From the Jacket
When a woman unexpectedly loses her lifelong best friend and literary mentor, she finds herself burdened with the unwanted dog he has left behind. Her own battle against grief is intensified by the mute suffering of the dog, a huge Great Dane traumatized by the inexplicable disappearance of its master, and by the threat of eviction: dogs are prohibited in her Manhattan apartment building.
While others worry that grief has made her a victim of magical thinking, the woman refuses to be separated from the dog except for brief periods of time. Isolated from the rest of the world, increasingly obsessed with the animal’s care, determined to read its mind and fathom its heart, she comes dangerously close to unraveling. But while troubles abound, rich and surprising rewards lie in store for both of them.
“Something bad happens to the dog: a lesson learned early, from childhood books. The animals in those stories often die, often in bad ways. Old Yeller. The red pony. And even when they don’t die, even when they’re not just alive but happy at the end, they suffer, often badly, often they are put through hell. Black Beauty. Flicka. White Fang. Buck . . . No doubt like many other readers, I remember crying over these books, yet never regretting having read them. Is there anything more compelling than a story about a child and an animal who bond?”
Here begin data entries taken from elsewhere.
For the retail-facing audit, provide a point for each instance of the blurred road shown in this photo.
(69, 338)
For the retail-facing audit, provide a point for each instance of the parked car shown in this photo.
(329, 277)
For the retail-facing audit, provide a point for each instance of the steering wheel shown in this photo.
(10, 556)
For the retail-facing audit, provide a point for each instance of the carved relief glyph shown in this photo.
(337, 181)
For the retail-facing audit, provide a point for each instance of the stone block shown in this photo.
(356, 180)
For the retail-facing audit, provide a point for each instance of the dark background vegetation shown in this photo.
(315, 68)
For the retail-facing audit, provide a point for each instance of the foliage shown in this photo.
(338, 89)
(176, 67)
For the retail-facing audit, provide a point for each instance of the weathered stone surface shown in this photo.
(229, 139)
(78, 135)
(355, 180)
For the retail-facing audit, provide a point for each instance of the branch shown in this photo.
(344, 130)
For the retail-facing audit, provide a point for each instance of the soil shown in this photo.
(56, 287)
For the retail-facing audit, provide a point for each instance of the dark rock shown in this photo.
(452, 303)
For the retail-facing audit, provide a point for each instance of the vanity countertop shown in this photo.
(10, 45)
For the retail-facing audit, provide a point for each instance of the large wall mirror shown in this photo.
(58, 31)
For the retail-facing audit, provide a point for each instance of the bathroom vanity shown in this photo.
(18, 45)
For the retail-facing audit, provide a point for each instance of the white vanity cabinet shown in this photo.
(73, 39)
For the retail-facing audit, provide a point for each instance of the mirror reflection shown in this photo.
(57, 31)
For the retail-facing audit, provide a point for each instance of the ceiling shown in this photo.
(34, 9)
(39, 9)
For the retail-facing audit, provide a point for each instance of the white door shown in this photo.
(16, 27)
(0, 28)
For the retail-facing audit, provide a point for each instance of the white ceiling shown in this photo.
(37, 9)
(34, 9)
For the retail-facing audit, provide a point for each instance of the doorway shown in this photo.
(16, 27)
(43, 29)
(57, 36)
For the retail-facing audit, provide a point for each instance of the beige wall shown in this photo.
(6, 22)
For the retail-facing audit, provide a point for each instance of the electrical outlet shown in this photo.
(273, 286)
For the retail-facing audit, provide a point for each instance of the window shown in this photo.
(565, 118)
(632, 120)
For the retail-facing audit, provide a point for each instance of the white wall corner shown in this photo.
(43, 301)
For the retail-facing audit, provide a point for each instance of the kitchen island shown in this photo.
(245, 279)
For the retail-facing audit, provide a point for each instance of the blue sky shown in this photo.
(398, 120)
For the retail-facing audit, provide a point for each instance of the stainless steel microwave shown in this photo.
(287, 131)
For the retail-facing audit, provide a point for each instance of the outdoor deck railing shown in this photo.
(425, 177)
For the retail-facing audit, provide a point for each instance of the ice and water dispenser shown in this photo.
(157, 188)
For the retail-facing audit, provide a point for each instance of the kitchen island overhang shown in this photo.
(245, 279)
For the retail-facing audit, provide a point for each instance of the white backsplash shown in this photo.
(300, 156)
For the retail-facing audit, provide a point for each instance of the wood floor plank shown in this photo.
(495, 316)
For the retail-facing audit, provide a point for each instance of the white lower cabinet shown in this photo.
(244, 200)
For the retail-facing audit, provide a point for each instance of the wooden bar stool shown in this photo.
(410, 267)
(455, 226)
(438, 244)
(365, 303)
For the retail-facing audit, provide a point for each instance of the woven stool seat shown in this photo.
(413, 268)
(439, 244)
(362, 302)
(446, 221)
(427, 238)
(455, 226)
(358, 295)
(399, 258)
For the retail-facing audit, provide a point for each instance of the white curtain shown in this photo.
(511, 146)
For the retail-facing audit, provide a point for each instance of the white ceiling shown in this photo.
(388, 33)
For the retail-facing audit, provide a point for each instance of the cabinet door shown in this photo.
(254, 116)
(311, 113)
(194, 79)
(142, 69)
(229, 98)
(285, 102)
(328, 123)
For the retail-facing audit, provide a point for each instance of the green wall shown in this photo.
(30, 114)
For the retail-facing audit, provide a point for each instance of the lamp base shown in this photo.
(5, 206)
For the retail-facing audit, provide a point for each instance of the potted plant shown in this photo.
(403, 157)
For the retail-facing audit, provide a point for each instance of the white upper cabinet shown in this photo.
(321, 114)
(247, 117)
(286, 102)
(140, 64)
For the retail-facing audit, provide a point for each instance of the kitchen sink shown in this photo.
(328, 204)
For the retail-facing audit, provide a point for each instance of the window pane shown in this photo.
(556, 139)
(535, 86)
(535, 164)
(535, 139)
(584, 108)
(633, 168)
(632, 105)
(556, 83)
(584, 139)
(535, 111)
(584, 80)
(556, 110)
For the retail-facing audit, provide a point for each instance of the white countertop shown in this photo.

Whenever I’ve seen THE FRIEND around online in the past few months, especially around National Book Award season, I always considered it to be The Dog Book. It’s for that reason that I was afraid to pick it up for the longest time. Like Nunez describes above, we’ve been trained to believe something bad will happen to the dog in novels like these, stories of canine companionship. But THE FRIEND is not just another Dog Book- it’s a thought-provoking reflection on grief and loss, following a main character mourning the sudden loss of her friend, who comes to care for his grieving dog despite the threat of eviction from her New York apartment.
“I remember once, when I had to go out of town, I left my cat with a boyfriend. He was no cat lover, but later he told me how much he’d liked having her because, he said, I missed you, and having her was like having a part of you here. Having your dog is like having a part of you here.”
The beginning of THE FRIEND was difficult to put down, as the narrator comes to care for the dog and recalls fond memories of her late friend. I fell in love with Nunez’s writing style; THE FRIEND is written in short and sweet vignettes with a hint of stream-of-consciousness, so it’s almost like the reader is stuck inside the narrator’s thought process (I dig novels like that). However, around the halfway point, the novel, specifically the lackluster plot, came to feel dry and repetitive, and I found myself skimming the last fifty or so pages (which is a lot for such a slim book!).
As the proud “sister” to an Australian shepherd, the so-called “Velcro dog” for their tendency to be intensely attached to their master, I was nervous that Nunez’s novel would be too difficult to digest, like another Marley & Me. Though I didn’t love THE FRIEND, I’m happy to appreciate it for what it is: a novel in which nothing bad happens to the dog!